Kurz hinter Trier wechselte ich die Seite der Mosel, um hinter Ehrang in die Eifel zu gelangen. Der schnellste Weg zurück nach Hause führte nicht entlang der Mosel, sondern durch meine geliebte Eifel. Würde ich dem Verlauf der ganzen Moselschleifen folgen, stände am Ende das Doppelte an Kilometer auf meinem Tacho im Vergleich zur Route entlang der Bahnlinie. Die gesparten Kilometer erkauft man sich jedoch mit einer ordentlichen Anzahl an Höhenmetern und am heutigen Tag dazu noch mit jeder Menge Gegenwind.

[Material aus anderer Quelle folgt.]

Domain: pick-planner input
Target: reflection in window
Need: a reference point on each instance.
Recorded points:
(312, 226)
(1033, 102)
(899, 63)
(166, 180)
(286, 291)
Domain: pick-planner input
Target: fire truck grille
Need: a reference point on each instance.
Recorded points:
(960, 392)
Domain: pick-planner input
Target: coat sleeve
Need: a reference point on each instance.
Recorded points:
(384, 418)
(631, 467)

Im Nachhinein betrachtet frage ich mich, warum ich in Trier nicht einfach in den Zug gestiegen bin. Ich kann wirklich nicht mehr sagen, was mich dazu bewogen hat, unbedingt bis nach Klotten zu radeln. Ich kenne jeden Feldweg, noch so kleinen Hügel und jedes Dorf auf diesem Weg, da ich zehn Jahre für die Signaltechnik an der Moselstrecke zuständig war. Vor allem der Teil durch das Alftal von Wittlich nach Bullay, bin ich schon unzählige Male mit dem Fahrrad oder Auto gefahren. Einzig das neu gebaute Stück Fahrradweg, welches die Lücke in Höhe von Höllental schließt, weckte mein Interesse.

Selbstreflexion

An diesem Tag wollte ich mir wohl unbedingt beweisen, dass ich noch einmal 150 Kilometer fahren und dabei 1.000 Höhenmeter überwinden kann.
Irgendwann ging es nur noch um den reinen Willen zum Durchhalten, der mich bewegte weiter zu fahren. Nicht so schnell aufzugeben und durchzuhalten, sind sicherlich gute Eigenschaften, die ich besitze. Manchmal stehen sie mir jedoch im Weg und sind nicht besonders zielführend.

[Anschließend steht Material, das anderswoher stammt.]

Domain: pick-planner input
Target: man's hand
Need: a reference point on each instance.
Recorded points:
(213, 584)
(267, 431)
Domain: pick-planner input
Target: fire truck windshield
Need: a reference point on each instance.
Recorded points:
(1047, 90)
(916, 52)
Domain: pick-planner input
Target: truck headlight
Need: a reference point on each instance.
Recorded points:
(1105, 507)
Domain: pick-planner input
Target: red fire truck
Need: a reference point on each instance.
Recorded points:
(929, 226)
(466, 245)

Am Nachmittag erreichte ich schließlich meinen Heimatort Klotten, wo leider aus meinem obligatorischen Finisherfoto nichts wurde. Dieses nehme ich normalerweise vor dem großen Schild mit der Aufschrift „Klotten“ auf, welches am Anlegepunkt der Fähre hängt. Dort parkten heute Autos und Wassersportler verluden ihre Kanus. Ich entschied mich direkt nach Hause zu fahren, um dort als Erstes unter die Dusche zu steigen, da ich mittlerweile nicht mehr sehr angenehm roch. Mit einem Milchkaffee auf meinem gemütlichen Sofa wertete ich die Daten von meinem Radcomputer aus. Insgesamt hatte ich in vier Tagen 530 Kilometer zurückgelegt und 8.200 Höhenmeter überwunden, auf meiner Reise rund um das Saarland. Dabei hatte ich ganz viel erlebt, viele interessante Dinge gesehen und eine fantastische Zeit verbracht.